У меня почему-то после её сладостного голоска появились серьёзные сомнения на этот счёт, но проверить их, к сожалению, я не мог. Приложив два пальца к артефакту, холодно переспросил:

— В каком смысле?

— У-у-у, какие мы злые! — Откровенно издеваясь, хмыкнула она, даже не пытаясь убрать улыбку из голоса. — В том простом, что, если уж ты говоришь «Вернусь утром», то утром возвращаться и надо. А если бы я к этому моменту улететь не успела?

Да ты вообще улетать не должна была! Зло покосившись на брешь в окне, я как можно более безразлично поинтересовался:

— Давно улетела?

— Да маэ двадцать назад, — отмахнулась она беззаботно, — не напрягайся, дорогой, на мне глушилка от поисковых чар. Месяц под эоров настраивала, между прочим.

И столько гордости в самодовольном голосе. Так и захотелось сказать, что к эорам я, чистокровный демон, не имею вообще никакого отношения. Но я лишь беззвучно хмыкнул и не стал ничего говорить. Это будет мой маленький секрет и козырь в рукаве, как говорится.

— А что, были причины настраивать?

Понимаю, что следовало бы просто сказать, что помолвка расторгнута, и снять этот артефакт, выкинув и его, и его хозяйку из своей жизни и памяти. Но почему-то я всё равно продолжал задавать эти бессмысленные, казалось бы, вопросы. Мне не должно быть никакого дела до Давины и её жизни.

— Вот спросил бы ты у меня об этом раньше, я бы тебе с радостью рассказала, — вздохнула она уже не так радостно, пустив в голос грустные нотки.

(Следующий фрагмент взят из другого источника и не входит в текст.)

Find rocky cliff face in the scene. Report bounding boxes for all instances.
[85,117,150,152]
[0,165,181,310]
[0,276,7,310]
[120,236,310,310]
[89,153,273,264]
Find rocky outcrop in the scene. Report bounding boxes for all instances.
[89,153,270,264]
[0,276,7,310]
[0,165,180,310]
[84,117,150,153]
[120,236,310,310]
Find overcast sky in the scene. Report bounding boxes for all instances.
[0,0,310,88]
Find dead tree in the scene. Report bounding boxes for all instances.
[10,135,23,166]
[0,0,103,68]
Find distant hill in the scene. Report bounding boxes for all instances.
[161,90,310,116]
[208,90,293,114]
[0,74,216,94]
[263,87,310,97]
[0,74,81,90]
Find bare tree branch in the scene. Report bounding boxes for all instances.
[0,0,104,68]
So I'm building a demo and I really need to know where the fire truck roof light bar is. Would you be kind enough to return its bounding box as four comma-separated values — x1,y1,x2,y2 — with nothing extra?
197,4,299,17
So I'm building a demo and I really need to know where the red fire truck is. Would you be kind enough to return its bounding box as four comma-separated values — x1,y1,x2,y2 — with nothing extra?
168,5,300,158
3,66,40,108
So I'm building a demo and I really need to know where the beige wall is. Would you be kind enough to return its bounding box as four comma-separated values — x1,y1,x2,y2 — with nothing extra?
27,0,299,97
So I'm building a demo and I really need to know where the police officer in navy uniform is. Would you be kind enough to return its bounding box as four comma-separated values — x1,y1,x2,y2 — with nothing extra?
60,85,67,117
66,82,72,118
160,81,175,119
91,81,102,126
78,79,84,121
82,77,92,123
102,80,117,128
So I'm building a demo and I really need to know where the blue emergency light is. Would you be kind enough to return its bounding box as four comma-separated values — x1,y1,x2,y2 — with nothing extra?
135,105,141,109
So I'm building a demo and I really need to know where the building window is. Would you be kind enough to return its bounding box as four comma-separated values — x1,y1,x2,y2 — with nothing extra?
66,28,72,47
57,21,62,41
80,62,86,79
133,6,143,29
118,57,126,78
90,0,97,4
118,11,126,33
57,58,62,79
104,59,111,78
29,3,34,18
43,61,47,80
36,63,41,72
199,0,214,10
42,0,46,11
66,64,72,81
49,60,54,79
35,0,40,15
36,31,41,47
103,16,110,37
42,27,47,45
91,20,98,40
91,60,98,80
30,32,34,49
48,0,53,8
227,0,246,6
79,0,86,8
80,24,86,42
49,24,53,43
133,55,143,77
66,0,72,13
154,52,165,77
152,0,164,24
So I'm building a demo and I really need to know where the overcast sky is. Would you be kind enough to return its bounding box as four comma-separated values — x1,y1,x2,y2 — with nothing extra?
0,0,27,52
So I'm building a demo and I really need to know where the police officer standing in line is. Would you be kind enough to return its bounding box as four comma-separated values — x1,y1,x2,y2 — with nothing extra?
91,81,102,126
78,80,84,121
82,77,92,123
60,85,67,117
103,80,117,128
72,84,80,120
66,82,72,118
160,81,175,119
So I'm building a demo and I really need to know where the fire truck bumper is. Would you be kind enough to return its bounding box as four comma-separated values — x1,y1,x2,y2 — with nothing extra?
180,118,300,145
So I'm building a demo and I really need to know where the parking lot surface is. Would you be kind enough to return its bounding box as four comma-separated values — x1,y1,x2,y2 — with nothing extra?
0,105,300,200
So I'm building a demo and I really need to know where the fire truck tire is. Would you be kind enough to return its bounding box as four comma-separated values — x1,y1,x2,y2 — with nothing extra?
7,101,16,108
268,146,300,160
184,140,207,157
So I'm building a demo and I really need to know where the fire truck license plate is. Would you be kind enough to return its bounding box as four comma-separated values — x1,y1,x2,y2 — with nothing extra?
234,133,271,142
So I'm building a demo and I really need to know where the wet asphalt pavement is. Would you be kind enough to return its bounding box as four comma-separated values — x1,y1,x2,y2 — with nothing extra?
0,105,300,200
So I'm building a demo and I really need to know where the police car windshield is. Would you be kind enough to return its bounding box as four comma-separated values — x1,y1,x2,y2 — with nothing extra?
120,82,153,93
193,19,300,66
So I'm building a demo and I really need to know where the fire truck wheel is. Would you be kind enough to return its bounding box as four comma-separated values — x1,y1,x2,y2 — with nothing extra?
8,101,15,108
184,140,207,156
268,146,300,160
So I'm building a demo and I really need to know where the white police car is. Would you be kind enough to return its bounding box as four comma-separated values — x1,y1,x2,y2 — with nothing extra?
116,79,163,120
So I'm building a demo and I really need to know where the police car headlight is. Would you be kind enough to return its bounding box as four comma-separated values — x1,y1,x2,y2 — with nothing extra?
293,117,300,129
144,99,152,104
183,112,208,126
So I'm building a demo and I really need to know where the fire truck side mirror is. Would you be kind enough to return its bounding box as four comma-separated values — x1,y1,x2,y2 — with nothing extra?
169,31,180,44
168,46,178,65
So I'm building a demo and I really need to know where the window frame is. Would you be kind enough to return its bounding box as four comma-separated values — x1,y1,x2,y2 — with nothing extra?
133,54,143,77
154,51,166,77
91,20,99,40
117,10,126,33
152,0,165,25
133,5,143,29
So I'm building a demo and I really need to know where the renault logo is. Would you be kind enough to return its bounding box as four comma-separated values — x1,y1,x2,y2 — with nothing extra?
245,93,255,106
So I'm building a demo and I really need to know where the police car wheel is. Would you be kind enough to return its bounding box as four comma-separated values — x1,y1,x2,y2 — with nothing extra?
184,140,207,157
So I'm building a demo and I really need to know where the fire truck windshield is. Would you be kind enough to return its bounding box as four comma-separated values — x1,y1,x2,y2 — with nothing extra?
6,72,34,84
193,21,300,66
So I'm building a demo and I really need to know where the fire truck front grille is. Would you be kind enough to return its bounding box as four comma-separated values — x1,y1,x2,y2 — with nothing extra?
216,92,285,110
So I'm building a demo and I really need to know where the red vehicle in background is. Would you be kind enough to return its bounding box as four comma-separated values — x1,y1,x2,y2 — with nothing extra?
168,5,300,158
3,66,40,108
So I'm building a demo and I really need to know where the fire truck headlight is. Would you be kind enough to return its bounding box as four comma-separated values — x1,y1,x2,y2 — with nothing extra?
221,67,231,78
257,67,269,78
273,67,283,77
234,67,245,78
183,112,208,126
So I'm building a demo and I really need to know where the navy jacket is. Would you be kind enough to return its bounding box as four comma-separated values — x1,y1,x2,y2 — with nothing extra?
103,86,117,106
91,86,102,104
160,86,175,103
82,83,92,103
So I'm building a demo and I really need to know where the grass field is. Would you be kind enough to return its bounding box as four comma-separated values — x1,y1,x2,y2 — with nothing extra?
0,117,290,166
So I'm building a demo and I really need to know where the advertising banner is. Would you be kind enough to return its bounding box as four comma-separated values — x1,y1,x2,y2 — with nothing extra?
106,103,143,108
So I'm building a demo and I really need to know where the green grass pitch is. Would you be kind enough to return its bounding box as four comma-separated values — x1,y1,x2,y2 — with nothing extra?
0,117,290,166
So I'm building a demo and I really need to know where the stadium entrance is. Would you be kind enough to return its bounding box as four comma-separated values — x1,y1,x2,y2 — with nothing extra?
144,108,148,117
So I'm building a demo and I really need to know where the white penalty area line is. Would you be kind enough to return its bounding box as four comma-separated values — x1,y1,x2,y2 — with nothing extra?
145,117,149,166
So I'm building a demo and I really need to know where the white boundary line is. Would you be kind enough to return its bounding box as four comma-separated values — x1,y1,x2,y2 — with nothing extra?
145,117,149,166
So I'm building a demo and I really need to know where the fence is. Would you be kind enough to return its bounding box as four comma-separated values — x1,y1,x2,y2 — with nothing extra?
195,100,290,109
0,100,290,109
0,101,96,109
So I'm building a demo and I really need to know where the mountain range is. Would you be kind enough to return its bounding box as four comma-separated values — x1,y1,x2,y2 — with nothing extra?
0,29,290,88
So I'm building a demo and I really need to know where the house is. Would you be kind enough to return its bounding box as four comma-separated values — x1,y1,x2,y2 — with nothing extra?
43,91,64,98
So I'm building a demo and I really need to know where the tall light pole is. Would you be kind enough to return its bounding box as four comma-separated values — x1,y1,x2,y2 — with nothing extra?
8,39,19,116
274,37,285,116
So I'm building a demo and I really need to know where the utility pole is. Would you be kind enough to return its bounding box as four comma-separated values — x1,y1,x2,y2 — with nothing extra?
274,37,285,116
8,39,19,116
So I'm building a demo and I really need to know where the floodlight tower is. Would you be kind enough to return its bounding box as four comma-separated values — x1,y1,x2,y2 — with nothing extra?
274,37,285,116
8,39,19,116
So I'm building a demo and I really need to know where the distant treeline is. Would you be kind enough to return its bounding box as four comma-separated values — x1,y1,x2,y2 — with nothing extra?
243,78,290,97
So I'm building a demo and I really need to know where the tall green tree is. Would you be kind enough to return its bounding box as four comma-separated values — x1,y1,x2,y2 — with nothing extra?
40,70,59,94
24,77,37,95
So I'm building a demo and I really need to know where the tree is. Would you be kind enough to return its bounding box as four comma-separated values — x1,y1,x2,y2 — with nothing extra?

Я невольно подхватил камень на шее и поднёс его ближе к губам. Не знаю, сможет ли Давина лучше меня слышать, но лично мне хотелось, чтобы её голос звучал громче и…ближе, что ли?

— Что мешает тебе сейчас? — Спросил я у неё совершенно не то, что следовало бы.

И напрягся, даже дыхание машинально задержал, напрягая слух в ожидании её ответа, с которым она по непонятным мне причинам медлила.

У меня появилось такое ощущение, что сейчас она скажет что- то очень важное. Она и сказала. Шумно выдохнула и сказала:

— Данное самой себе обещание выкинуть тебя из головы.

Ещё мгновение я продолжал не дышать, обдумывая услышанное, а выдохнул в итоге короткий, совершенно безрадостный смешок.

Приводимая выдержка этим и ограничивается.